Cyber Incident Victim: Yale New Haven Health
Date:
Aug 2022
Location:
United States of America
Summary
Yale Medicine experienced a cybersecurity incident involving unauthorized access to a legacy medical records system containing patient information from a physician's prior private practice, acquired before integration into their secure environment. An external actor compromised a computer associated with the pre-acquisition records, deploying malicious software that encrypted files and potentially exposed data from patients treated during the physician's independent operation. The organization confirmed its post-acquisition electronic health records remained unaffected but could not definitively rule out unauthorized access to the legacy files during the breach.
| CIA Posture | Motives | Tactics, Techniques & Procedures |
|---|---|---|
| Available to members | 1 motive | 1 technique |
| Threat Actors | Type | Location |
|---|---|---|
| 0 actors | Available to members | Available to members |
Description
Yale Medicine experienced a cybersecurity incident involving patient records from Dr. Tito Vasquez’s former practice, Connecticut Plastic Surgery Group LLC. The breach affected records of patients treated between 2009 and May 2021, prior to Yale Medicine’s acquisition of the practice. After acquiring the practice in May 2021, Yale securely migrated all post-acquisition records to its own medical record system, which remained unaffected. The pre-acquisition records remained on a separate computer system maintained by the former practice. On September 12, 2022, Yale discovered that an unauthorized third party had accessed this legacy computer system on or around August 11, 2022, installing malicious software that rendered files inaccessible. The attack methodology suggested ransomware encryption, though Yale did not confirm whether a ransom demand occurred.

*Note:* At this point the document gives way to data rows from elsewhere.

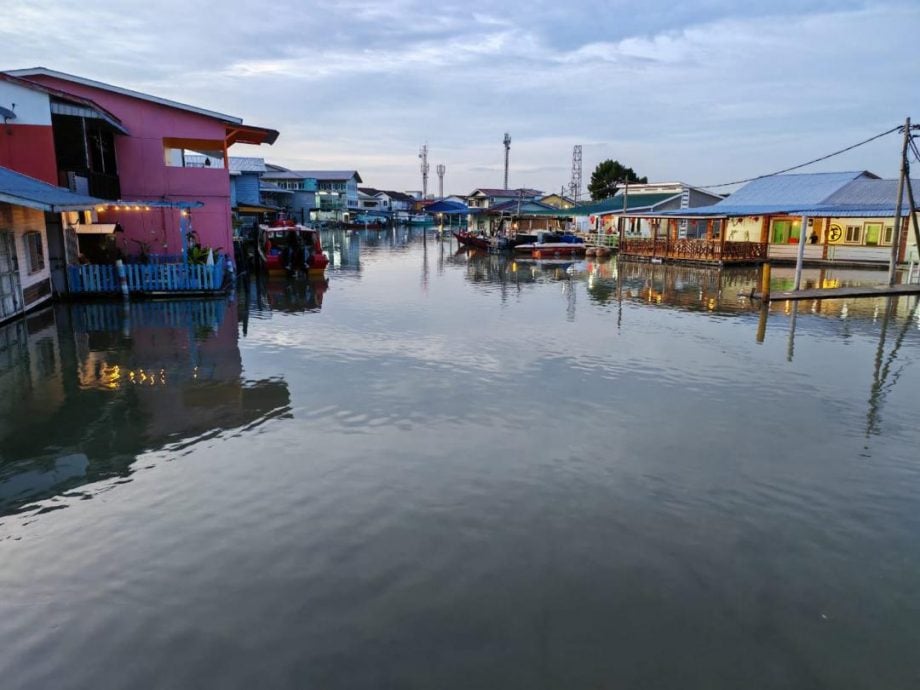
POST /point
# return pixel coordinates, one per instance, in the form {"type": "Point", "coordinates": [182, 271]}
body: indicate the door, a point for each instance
{"type": "Point", "coordinates": [10, 290]}
{"type": "Point", "coordinates": [57, 256]}
{"type": "Point", "coordinates": [780, 232]}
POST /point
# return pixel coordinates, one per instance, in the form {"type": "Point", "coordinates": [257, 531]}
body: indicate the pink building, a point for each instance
{"type": "Point", "coordinates": [150, 161]}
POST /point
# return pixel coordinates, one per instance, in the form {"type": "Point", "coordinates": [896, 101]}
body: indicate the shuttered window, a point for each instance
{"type": "Point", "coordinates": [35, 253]}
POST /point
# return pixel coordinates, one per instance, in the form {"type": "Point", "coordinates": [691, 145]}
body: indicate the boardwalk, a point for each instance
{"type": "Point", "coordinates": [837, 293]}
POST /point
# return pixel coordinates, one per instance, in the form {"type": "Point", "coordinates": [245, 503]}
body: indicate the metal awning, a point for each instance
{"type": "Point", "coordinates": [22, 190]}
{"type": "Point", "coordinates": [87, 111]}
{"type": "Point", "coordinates": [94, 228]}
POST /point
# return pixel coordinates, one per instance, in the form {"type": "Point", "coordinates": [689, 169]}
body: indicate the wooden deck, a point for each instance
{"type": "Point", "coordinates": [837, 293]}
{"type": "Point", "coordinates": [699, 251]}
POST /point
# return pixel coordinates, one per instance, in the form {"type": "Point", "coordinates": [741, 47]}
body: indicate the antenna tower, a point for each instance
{"type": "Point", "coordinates": [507, 151]}
{"type": "Point", "coordinates": [423, 154]}
{"type": "Point", "coordinates": [441, 169]}
{"type": "Point", "coordinates": [575, 184]}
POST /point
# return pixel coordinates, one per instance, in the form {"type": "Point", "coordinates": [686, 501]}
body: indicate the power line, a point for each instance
{"type": "Point", "coordinates": [802, 165]}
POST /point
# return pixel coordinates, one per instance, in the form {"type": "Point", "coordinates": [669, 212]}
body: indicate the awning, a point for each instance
{"type": "Point", "coordinates": [247, 134]}
{"type": "Point", "coordinates": [94, 228]}
{"type": "Point", "coordinates": [22, 190]}
{"type": "Point", "coordinates": [255, 208]}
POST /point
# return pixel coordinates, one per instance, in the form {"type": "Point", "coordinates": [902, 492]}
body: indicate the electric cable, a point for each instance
{"type": "Point", "coordinates": [802, 165]}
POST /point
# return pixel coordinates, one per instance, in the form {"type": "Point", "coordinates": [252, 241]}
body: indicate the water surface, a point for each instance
{"type": "Point", "coordinates": [442, 469]}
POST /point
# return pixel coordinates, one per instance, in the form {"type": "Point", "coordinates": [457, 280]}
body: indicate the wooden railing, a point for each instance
{"type": "Point", "coordinates": [694, 250]}
{"type": "Point", "coordinates": [103, 278]}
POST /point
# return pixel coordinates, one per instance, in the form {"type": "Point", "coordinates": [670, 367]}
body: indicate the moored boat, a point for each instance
{"type": "Point", "coordinates": [290, 249]}
{"type": "Point", "coordinates": [468, 239]}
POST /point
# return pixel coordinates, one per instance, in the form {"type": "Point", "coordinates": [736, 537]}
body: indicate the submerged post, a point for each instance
{"type": "Point", "coordinates": [122, 277]}
{"type": "Point", "coordinates": [762, 322]}
{"type": "Point", "coordinates": [765, 283]}
{"type": "Point", "coordinates": [800, 257]}
{"type": "Point", "coordinates": [896, 231]}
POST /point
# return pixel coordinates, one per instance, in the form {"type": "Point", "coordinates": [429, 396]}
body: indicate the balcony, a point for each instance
{"type": "Point", "coordinates": [694, 250]}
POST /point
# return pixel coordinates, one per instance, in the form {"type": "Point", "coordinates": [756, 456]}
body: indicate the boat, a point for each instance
{"type": "Point", "coordinates": [289, 248]}
{"type": "Point", "coordinates": [549, 245]}
{"type": "Point", "coordinates": [367, 220]}
{"type": "Point", "coordinates": [468, 239]}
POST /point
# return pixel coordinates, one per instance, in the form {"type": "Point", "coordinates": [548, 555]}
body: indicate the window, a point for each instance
{"type": "Point", "coordinates": [873, 231]}
{"type": "Point", "coordinates": [35, 254]}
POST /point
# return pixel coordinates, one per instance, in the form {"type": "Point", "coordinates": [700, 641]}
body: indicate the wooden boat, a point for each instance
{"type": "Point", "coordinates": [550, 245]}
{"type": "Point", "coordinates": [289, 248]}
{"type": "Point", "coordinates": [468, 239]}
{"type": "Point", "coordinates": [544, 250]}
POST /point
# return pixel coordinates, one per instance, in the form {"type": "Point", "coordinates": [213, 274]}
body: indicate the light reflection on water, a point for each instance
{"type": "Point", "coordinates": [443, 469]}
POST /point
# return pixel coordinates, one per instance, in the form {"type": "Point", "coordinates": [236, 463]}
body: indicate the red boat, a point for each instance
{"type": "Point", "coordinates": [291, 248]}
{"type": "Point", "coordinates": [467, 239]}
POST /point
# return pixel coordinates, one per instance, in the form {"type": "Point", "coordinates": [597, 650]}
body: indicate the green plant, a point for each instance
{"type": "Point", "coordinates": [198, 254]}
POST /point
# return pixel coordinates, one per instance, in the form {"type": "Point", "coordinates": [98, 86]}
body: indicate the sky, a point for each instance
{"type": "Point", "coordinates": [703, 92]}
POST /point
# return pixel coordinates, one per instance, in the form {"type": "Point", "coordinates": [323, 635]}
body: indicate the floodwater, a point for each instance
{"type": "Point", "coordinates": [449, 470]}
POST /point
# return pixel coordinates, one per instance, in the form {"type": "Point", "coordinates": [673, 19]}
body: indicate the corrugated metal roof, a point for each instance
{"type": "Point", "coordinates": [23, 190]}
{"type": "Point", "coordinates": [869, 191]}
{"type": "Point", "coordinates": [507, 193]}
{"type": "Point", "coordinates": [798, 189]}
{"type": "Point", "coordinates": [336, 175]}
{"type": "Point", "coordinates": [44, 71]}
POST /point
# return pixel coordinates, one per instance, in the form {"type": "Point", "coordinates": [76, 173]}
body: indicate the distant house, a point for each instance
{"type": "Point", "coordinates": [326, 195]}
{"type": "Point", "coordinates": [486, 197]}
{"type": "Point", "coordinates": [557, 201]}
{"type": "Point", "coordinates": [848, 217]}
{"type": "Point", "coordinates": [367, 199]}
{"type": "Point", "coordinates": [130, 147]}
{"type": "Point", "coordinates": [605, 215]}
{"type": "Point", "coordinates": [397, 203]}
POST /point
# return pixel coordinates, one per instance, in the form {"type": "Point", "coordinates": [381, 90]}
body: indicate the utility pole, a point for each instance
{"type": "Point", "coordinates": [423, 154]}
{"type": "Point", "coordinates": [896, 231]}
{"type": "Point", "coordinates": [441, 169]}
{"type": "Point", "coordinates": [507, 152]}
{"type": "Point", "coordinates": [575, 184]}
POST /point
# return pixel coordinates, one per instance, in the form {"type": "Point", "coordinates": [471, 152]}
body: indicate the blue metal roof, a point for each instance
{"type": "Point", "coordinates": [867, 192]}
{"type": "Point", "coordinates": [449, 207]}
{"type": "Point", "coordinates": [787, 194]}
{"type": "Point", "coordinates": [800, 189]}
{"type": "Point", "coordinates": [23, 190]}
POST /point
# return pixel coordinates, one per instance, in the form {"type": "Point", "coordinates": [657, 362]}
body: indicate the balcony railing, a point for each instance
{"type": "Point", "coordinates": [709, 251]}
{"type": "Point", "coordinates": [103, 278]}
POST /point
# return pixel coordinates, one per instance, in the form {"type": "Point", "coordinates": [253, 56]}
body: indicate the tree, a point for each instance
{"type": "Point", "coordinates": [607, 178]}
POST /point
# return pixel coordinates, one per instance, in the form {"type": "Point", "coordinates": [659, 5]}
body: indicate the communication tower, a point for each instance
{"type": "Point", "coordinates": [441, 169]}
{"type": "Point", "coordinates": [507, 152]}
{"type": "Point", "coordinates": [575, 184]}
{"type": "Point", "coordinates": [423, 154]}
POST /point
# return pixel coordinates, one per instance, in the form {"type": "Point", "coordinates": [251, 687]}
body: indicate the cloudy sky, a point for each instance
{"type": "Point", "coordinates": [705, 91]}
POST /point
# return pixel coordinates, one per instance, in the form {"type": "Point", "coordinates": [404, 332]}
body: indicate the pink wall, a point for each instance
{"type": "Point", "coordinates": [143, 173]}
{"type": "Point", "coordinates": [29, 149]}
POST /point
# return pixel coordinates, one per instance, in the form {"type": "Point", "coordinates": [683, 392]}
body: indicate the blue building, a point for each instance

Yale’s investigation could not rule out unauthorized access to patient information stored on the compromised system. The impacted data included records spanning 12 years but excluded any information processed after the practice’s integration into Yale’s secure infrastructure. Yale Medicine publicly disclosed the incident, emphasizing that its primary systems were not breached. No details were provided regarding the legacy system’s security posture at acquisition, backup availability, or data recovery efforts. The notification did not specify the number of affected individuals but confirmed the exposure window and types of records involved. Yale directed patients to its official communication channels for updates but did not report regulatory actions or financial impacts resulting from the incident.